Since you have a five cylinder, you are basically limited to other five cylinder cars from that era for your transmission.
You can swap in a five speed from another Quantum, as long as it has the five speed; there are some good ones, but you're going to need to do some reinforcing to the firewall as I believe they are all hydraulic clutch transmissions and the firewalls didn't have enough meat to handle that stress.
You can pull the transmission from a five cylinder Audi 4k or 5k, just not a Quattro.
Got the Bentley manual? It's actually quite informative, and does break down those things quite well.


----------



## DubbinChris (Dec 15, 2005)

*Re: (turbinepowered)*

IIRC you can use almost any auto trans from a VAG product of that era, just not the final drive part. The strongest would come from an Audi 5Kt as they then have some extra clutches.


----------



## turbinepowered (Mar 19, 2007)

*Re: (DubbinChris)*


_Quote, originally posted by *DubbinChris* »_IIRC you can use almost any auto trans from a VAG product of that era, just not the final drive part. The strongest would come from an Audi 5Kt as they then have some extra clutches.

As long as it's five cylinder. The four-banger autos won't bolt up.


----------



## MF (Aug 22, 2004)

*Re:*

Automatic front floorpanels are different than manual. Transmission hump is much larger in automatic car.


----------



## eurowner (Jan 26, 2002)

*FV-QR*

Get a manual car and be done. Lota work


----------



## koelnpassat (Apr 23, 2008)

*Re: Quantum trans question. (8V Fury)*

You can use any VW/Audi automatic Gearbox for 5 cyl. front wheel drive cars of that age. No transverse engine cars like the later Golf or Jetta 5 cyl..
Yours should be an "RBD" or "RBE" marked gearbox (different ratio). Any VW/Audi automatic gearbox beginning with an "R.." should fit.
Changing to manual trans is a lot of work, as you have to exchange parts of the floorpanel. The problem is, that the gearbox is bigger and that there is not enough proper place left for 3 pedals. Nevertheless here in Germany a lot of people do this, as auto trans gearboxes are much harder to find.


----------



## DubbinChris (Dec 15, 2005)

*Re: (turbinepowered)*


_Quote, originally posted by *turbinepowered* »_
As long as it's five cylinder. The four-banger autos won't bolt up.

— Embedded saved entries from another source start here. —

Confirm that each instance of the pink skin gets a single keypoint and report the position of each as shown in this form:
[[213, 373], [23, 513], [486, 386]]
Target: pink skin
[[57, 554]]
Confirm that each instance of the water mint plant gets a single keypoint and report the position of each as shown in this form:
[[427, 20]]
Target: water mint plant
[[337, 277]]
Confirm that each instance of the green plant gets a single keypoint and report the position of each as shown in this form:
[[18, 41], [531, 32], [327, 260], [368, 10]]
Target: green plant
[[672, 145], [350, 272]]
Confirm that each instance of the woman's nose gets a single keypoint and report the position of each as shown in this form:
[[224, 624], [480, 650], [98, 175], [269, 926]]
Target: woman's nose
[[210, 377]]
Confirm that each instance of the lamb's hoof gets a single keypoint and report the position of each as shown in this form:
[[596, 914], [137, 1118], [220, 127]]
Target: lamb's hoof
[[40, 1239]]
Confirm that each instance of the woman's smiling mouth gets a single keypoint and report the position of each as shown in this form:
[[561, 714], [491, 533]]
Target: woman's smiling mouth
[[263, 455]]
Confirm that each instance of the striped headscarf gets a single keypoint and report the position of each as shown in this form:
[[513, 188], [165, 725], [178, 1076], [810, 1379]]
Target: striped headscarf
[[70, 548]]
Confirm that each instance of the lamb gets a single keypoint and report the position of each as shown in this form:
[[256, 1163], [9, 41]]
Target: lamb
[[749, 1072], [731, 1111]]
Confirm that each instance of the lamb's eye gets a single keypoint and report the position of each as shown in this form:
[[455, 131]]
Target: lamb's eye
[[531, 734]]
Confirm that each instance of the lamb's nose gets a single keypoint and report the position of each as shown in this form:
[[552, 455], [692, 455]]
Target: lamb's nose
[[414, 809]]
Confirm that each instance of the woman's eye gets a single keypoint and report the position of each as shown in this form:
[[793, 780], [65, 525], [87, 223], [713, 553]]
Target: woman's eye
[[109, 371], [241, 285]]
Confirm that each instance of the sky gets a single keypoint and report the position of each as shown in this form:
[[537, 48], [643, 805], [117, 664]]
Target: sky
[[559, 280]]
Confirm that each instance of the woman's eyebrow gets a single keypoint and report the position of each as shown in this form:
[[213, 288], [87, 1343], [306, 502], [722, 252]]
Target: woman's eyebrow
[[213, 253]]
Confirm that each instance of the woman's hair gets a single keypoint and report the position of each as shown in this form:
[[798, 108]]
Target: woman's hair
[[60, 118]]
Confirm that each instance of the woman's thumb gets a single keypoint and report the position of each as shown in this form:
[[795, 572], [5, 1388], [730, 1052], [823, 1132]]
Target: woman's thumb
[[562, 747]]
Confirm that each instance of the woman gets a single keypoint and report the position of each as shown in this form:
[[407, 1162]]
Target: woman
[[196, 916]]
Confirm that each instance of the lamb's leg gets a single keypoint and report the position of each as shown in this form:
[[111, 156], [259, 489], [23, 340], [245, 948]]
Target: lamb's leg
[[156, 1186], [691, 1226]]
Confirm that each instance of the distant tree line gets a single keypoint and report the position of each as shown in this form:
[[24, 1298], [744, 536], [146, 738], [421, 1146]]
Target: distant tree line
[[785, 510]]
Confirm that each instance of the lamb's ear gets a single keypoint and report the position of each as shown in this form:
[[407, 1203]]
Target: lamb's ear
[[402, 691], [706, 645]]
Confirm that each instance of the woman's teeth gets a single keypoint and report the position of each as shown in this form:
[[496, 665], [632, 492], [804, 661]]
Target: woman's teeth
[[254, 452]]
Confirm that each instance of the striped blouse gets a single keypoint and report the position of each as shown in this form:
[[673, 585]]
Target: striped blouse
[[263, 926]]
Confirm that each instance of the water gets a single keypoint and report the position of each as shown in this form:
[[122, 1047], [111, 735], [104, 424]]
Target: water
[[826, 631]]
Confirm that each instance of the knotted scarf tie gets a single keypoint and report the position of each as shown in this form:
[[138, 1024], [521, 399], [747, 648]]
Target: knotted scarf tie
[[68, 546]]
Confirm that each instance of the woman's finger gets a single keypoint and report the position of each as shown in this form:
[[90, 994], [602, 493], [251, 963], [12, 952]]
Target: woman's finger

The auto portions are all the same. MKII, Quantum, Audi, 944....etc. It's the final drive part that makes them different and isn't usually the part that goes bad. Re-use the original final drive. The final drive is what contains the "bell housing" and thus typically determines the application. 4cyl vs 5cyl, longi vs transverse.


----------



## JohnBarleyCorn (Aug 29, 2007)

*Re: (DubbinChris)*

http://www.thesamba.com/vw/cla...33515
It's in AZ if I recall. The guy says it's rebuilt w/5000 miles on it. Well worth a drive or shipping it.


----------